McCarthy, Christopher Darryl
Description
A fundamental capability of any navigation system is the perception of potential contact with surfaces in the environment. The efficiency and robustness of natural vision has motivated the development of biologically-inspired approaches to achieve this. Biological studies have highlighted the importance of visual motion (as perceived via optical flow) in the guidance of animal action. However, the use of optical flow in robot navigation systems remains problematic, impeded by measurement noise,...[Show more] environmental assumptions, and real-time constraints. This thesis proposes new biologically-inspired visual cues and algorithms for robust visual control and contact estimation from optical flow.

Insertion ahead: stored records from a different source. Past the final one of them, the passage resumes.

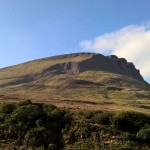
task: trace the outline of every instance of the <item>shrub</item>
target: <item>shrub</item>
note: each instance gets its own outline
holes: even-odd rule
[[[0,108],[0,137],[19,140],[33,149],[63,149],[62,129],[72,121],[69,111],[54,105],[32,103],[4,104]]]
[[[56,150],[56,146],[54,144],[49,144],[48,150]]]
[[[93,120],[95,123],[110,125],[111,124],[112,114],[108,112],[98,113],[94,116]]]
[[[27,146],[42,146],[44,144],[43,141],[43,133],[44,133],[43,127],[37,127],[33,128],[30,131],[28,131],[25,135],[25,144]]]
[[[10,114],[13,112],[14,109],[15,109],[15,104],[12,103],[3,104],[1,106],[0,112],[4,114]]]
[[[136,136],[140,141],[150,142],[150,127],[141,129]]]
[[[92,111],[85,111],[84,112],[85,119],[91,119],[93,116],[94,116],[94,112],[92,112]]]
[[[72,114],[69,111],[64,110],[64,117],[63,117],[63,128],[69,127],[71,122],[73,121]]]
[[[146,124],[150,124],[150,116],[136,112],[121,112],[113,117],[112,122],[119,130],[136,133]]]
[[[4,122],[6,114],[0,113],[0,122]]]
[[[18,105],[19,106],[23,106],[23,105],[29,105],[29,104],[32,104],[31,100],[24,100],[24,101],[21,101],[21,102],[18,102]]]
[[[30,125],[35,124],[35,120],[43,117],[42,110],[36,105],[24,105],[17,107],[10,115],[8,122],[11,124],[17,122],[30,122]]]
[[[122,139],[124,141],[136,141],[136,135],[126,132],[122,135]]]
[[[49,114],[52,110],[56,109],[57,107],[52,104],[44,104],[43,110],[46,114]]]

We consider this primarily in the context of robot navigation and control. We present a robust strategy for docking a mobile robot with near-frontal surfaces using optical flow divergence. Results show improved robustness during egomotion, allowing closer than previously reported stopping distances. We present a strategy for performing controlled approaches towards surfaces of arbitrary orientation, providing the first unified control law for landing and docking. Velocity and heading control is achieved using only the maximum flow divergence on the view sphere. We present an insect-inspired structure-from-motion scheme using spherical optical flow from a hemispherical fish-eye sensor, providing the first demonstration of real-time depth map recovery from dense optical flow estimation. In dynamic environments, we investigate the use of optical flow to predict the time and location of impact of incoming objects. We consider this in the context of a stationary camera, as well as for on-road driver hazard perception assistance. We conclude that robustness in flow-based control schemes can be improved if system dynamics are handled in the image domain. This can be achieved by prioritising visual cues conveying a relationship between self-motion and scene structure over explicit structure-from-motion recovery in the control loop. Results suggest a wide-angle spherical projection model is well-suited for visual contact estimation from optical flow.